Intervenire con politiche che incentivino la natalità, il welfare aziendale e migliorino le competenze dei giovani è ormai indispensabile. Questi ragionamenti valgono soprattutto per i settori più esposti alle conseguenze della crisi demografica, che significa non solo culle sempre più vuote ma anche popolazione sempre più anziana.

Culle vuote e aziende svuotate

Il declino demografico italiano è radicato in un lungo periodo di basse nascite e in un aumento dell’età media della popolazione. Anche se diventato preoccupante solo negli anni Duemila, il tasso di natalità è iniziato a scendere già dal 1980. Da quell’anno al 2022, le nascite si sono più che dimezzate passando da 800.000 nuovi nati a meno di 400.000. La crisi è accentuata dal fatto che la generazione dei baby boomer, nata negli anni ‘60 e ora in fase di pensionamento, è di gran lunga più numerosa rispetto ai giovani che entrano nel mercato del lavoro e reggono il sistema pensionistico.

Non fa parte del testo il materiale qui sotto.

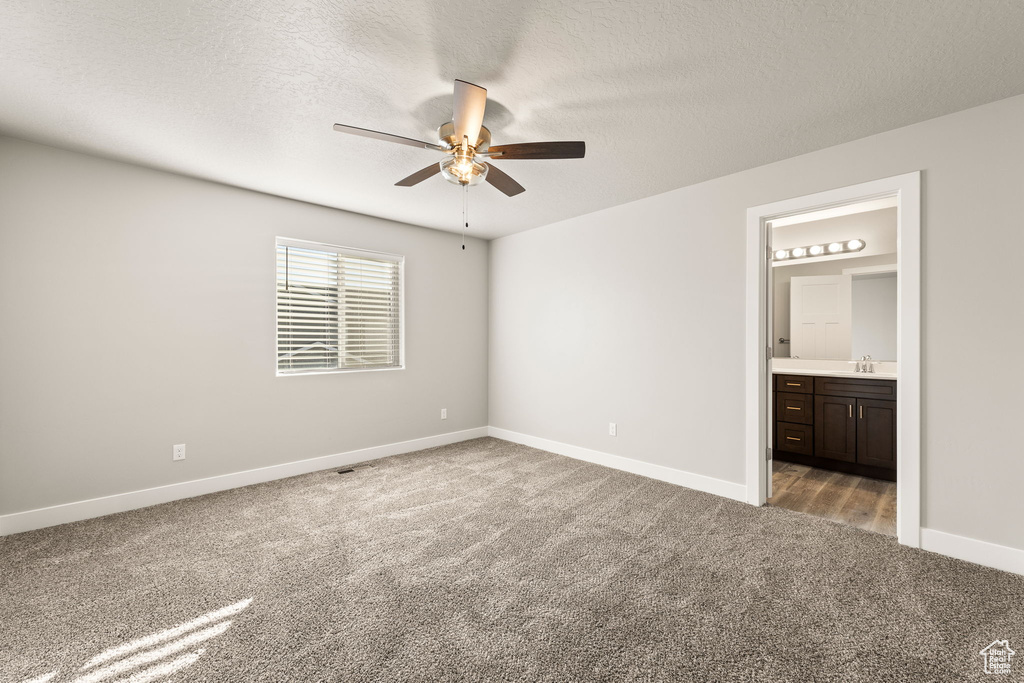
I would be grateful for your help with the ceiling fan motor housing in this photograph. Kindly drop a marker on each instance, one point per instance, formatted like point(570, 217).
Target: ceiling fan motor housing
point(445, 135)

E siccome la matematica non è un’opinione, il Ministro dell’Economia e delle Finanze Giancarlo Giorgetti ha ribadito: “Parliamo molto spesso in questa Aula di pensioni, sarebbe il caso di cominciare a parlare di quello che è il trend demografico del Paese: nessun sistema pensionistico è sostenibile in un quadro demografico come quello attuale”. Parole che il titolare del Mef aveva pronunciato quasi identiche già un anno fa.

Il nodo pensioni

La perdita annuale di 150.000 lavoratori è amplificata dalle uscite pensionistiche, che hanno raggiunto le 600.000 all’anno, mentre le nuove assunzioni si fermano a circa 450.000. Il trend è semplice quanto devastante per l’economia italiana: più è alta l’età media della popolazione, più sono anziani i lavoratori. Di conseguenza c’è un sostenuto numero di pensionati, che non riusciamo a rimpiazzare con le nuove generazioni.

Per questo, il governo Meloni ha fortemente disincentivato l’uscita anticipata dal lavoro e, a guardare i dati Inps, l’obiettivo è stato raggiunto. L’introduzione di Quota 130 ha avuto un impatto evidente sulle scelte degli italiani. Nei primi sei mesi del 2024, l’istituto ha registrato un calo del 14,15% nelle pensioni anticipate rispetto allo stesso periodo del 2023, con soli 99.707 nuovi assegni erogati contro i 116.143 dell’anno precedente​

Il nuovo sistema richiede 62 anni di età e 41 anni di contributi con finestre passate da 3 a 7 mesi per i lavoratori privati e da 6 a 9 mesi per i pubblici.

Questo calo è accompagnato da una generale diminuzione delle nuove pensioni complessive: tra quelle di vecchiaia, invalidità e superstiti si sono registrate 376.919 nuove pensioni nel periodo considerato, con un calo del 12,54% rispetto al primo semestre 2023.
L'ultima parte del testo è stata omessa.